Entretanto, muitos temem que um retorno da Rússia à esfera de influência da Otan – o qual é considerado inútil no pior dos casos, e, no melhor, prematuro – equivalha a abandonar a especificidade
diplomática da França, o papel de mediadora que ela ainda poderia pretender exercer. Quatro antigos primeiros-ministros franceses, tanto de direita como de esquerda – Laurent Fabius, Alain Juppé, Dominique de Villepin e Lionel Jospin – manifestaram-se contrários a essa possível aproximação russa.

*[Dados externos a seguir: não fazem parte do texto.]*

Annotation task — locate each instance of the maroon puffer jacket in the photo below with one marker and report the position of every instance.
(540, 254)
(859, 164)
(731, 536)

Por enquanto, as vantagens obtidas por Paris com a atribuição de dois altos comandos também são objeto de debate. Colocada à frente do Comando Estratégico da Transformação das Forças da Otan (ACT), baseado em Norfolk – o primeiro do qual os americanos abrem mão em 60 anos –, a França deverá ser encarregada da “transformação”, palavra-chave que resume um aspecto essencial da ideologia da Otan desde a queda do Muro de Berlim. Uma diplomata explica que se trata de preparar os exércitos a “passar do estático para o expedicionário”: “A função e objetivo principal continua sendo a segurança coletiva, o que é definido pelo Artigo 5. O que mudou foi a ampliação do raio de ação para além das fronteiras”.
O comando de Norfolk deverá se empenhar igualmente na elaboração do novo conceito estratégico da Aliança, que precisa ser capaz de levar em conta “a incerteza estratégica” e as novas ameaças (terrorismo, cibercriminalidade, pirataria, armas químicas ou biológicas etc.), assim como a proteção antimíssil, ou ainda a articulação e o entrosamento das atividades com a União Europeia.
Por sua vez, o comando de Lisboa, que seria também outorgado a um francês, é apenas um dos nove Estados-Maiores regionais da Aliança: dotado inicialmente de um contingente de 50 mil homens, ele está encarregado da Força de Reação Rápida (NRF), cujos objetivos acabam de ser reduzidos pela metade, por falta de meios.
Claro, nem tudo mudou: é evidente que os americanos conservam o comando supremo das forças aliadas na Europa (Saceur), no quartel-general de Mons, na Bélgica.
*Philippe Leymarie é jornalista da Radio France Internacionale.